Beginning with the first episode of the series, we (the listeners) are alerted to a potential error or oversight by Syed’s trial attorney, M. Cristina Gutierrez. Throughout the series, Koenig continues to question the attorney’s decisions, strategies, and overall effectiveness. Finally, in episode ten, Koenig devotes the entire show to her investigation of Gutierrez. We learn then that Gutierrez was disbarred in 2001, and after a struggle will illnesses, died from a heart attack in 2004 (referenced briefly in episode one). In that episode, Koenig details Gutierrez’s behavior during trial and after. She provides accounts by Syed’s parents as well as other clients, who noted, for example, that she could be difficult to reach, sometimes was late or missed deadlines, may have not been straightforward in regards to potential claims, and made unreasonable requests for money. Both her mental and physical health declined rapidly after the conclusion of Syed’s trial, forcing her into a hospital for a period of time, where she continued to practice even though she couldn’t keep up with the demands of her work. Gutierrez was disbarred in 2001 after “a record number of complaints” were filed against her for trust account mismanagement, totaling over $200,000.

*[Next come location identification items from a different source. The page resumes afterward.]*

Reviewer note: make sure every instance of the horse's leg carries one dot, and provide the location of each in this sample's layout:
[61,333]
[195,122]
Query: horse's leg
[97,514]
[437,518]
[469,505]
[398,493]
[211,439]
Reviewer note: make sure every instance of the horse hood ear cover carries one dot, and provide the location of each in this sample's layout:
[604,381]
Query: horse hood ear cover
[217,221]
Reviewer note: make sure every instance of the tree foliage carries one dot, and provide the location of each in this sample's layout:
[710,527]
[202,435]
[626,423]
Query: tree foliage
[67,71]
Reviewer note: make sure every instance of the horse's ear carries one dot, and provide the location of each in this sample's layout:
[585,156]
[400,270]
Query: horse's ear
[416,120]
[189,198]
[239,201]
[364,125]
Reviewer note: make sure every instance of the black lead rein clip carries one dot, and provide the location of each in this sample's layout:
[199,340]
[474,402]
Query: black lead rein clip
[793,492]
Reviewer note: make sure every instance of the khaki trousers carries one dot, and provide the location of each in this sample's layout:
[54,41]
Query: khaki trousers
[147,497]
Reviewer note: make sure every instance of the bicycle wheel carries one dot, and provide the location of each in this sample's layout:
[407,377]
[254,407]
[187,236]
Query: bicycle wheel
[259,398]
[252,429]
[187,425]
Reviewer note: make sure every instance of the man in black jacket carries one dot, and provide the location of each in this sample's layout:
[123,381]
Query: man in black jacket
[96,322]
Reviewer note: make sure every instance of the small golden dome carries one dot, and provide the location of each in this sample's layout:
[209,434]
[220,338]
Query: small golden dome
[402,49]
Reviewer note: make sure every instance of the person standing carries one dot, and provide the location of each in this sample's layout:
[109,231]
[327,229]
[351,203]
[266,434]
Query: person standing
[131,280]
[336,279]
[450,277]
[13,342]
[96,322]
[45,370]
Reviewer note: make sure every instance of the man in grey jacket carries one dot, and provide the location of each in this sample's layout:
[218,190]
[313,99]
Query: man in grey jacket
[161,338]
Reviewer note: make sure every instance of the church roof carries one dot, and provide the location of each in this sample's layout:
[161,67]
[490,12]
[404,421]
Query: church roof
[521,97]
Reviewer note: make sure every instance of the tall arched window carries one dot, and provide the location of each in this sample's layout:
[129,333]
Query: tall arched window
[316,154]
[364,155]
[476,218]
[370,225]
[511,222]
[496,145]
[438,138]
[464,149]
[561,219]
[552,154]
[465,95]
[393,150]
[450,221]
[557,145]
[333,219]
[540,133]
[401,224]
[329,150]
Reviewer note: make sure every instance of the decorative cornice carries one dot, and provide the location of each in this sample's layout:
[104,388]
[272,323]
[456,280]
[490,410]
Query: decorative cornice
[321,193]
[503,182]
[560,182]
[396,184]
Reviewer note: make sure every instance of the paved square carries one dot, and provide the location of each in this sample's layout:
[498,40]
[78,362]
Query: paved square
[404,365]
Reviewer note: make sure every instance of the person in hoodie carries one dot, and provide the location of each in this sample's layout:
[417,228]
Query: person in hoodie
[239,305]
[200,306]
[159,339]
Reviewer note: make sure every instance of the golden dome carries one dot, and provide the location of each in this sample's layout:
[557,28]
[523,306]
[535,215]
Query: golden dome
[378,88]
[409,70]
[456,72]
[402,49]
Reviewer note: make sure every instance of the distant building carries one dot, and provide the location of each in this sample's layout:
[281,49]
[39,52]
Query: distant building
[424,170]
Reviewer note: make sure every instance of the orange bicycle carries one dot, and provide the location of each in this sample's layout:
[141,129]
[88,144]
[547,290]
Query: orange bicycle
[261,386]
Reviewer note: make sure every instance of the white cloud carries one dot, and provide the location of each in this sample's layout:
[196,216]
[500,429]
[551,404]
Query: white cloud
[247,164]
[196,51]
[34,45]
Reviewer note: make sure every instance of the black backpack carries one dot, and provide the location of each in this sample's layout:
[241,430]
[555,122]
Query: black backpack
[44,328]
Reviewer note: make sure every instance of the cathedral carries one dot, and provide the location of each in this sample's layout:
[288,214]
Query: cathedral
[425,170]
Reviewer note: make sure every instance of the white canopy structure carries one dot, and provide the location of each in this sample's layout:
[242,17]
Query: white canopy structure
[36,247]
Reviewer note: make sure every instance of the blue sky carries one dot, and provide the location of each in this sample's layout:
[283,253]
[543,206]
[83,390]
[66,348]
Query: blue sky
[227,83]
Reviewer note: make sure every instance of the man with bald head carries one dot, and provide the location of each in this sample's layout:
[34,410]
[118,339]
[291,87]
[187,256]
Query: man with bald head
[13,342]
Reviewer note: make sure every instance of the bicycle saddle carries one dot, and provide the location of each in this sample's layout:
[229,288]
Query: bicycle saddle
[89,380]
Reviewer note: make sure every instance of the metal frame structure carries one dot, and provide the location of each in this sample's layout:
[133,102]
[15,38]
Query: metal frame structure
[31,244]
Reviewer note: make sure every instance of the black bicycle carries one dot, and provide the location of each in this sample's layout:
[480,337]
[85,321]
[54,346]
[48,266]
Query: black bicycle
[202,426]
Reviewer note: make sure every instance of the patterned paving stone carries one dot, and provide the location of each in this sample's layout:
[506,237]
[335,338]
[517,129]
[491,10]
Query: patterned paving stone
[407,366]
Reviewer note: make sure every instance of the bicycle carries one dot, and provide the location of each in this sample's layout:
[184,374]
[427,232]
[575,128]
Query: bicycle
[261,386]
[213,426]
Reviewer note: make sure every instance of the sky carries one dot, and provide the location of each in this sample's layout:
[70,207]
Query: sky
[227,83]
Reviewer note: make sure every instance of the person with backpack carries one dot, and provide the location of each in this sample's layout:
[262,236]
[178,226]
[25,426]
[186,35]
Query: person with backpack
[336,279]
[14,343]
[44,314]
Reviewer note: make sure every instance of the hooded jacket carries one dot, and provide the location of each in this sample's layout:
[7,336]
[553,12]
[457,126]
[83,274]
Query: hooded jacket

To make sense of this, I conferenced my colleague, Dr. Jeff Fortgang, a clinical psychologist, who helps attorneys struggling with mental health issues to get his thoughts on the matter. Jeff has since expanded and published those thoughts in a blog post (forthcoming – to be published the week of 1/29/14), here, on the Lawyers Concerned for Lawyers blog. From Dr. Fortgang’s perspective, Gutierrez was “significantly impaired”. As a result, her practice suffered. This is precisely why LOMAP works hand-in-hand with our brothers and sisters at Lawyers Concerned for Lawyers. When an attorney’s mental health suffers, so does his or her practice. Dr. Forgang makes a number of interesting observations in his blog post, including noting some tell-tale signs that Gutierrez was struggling, such as her use of “peculiar courtroom phrasing” and “urgent quest[s] for money”.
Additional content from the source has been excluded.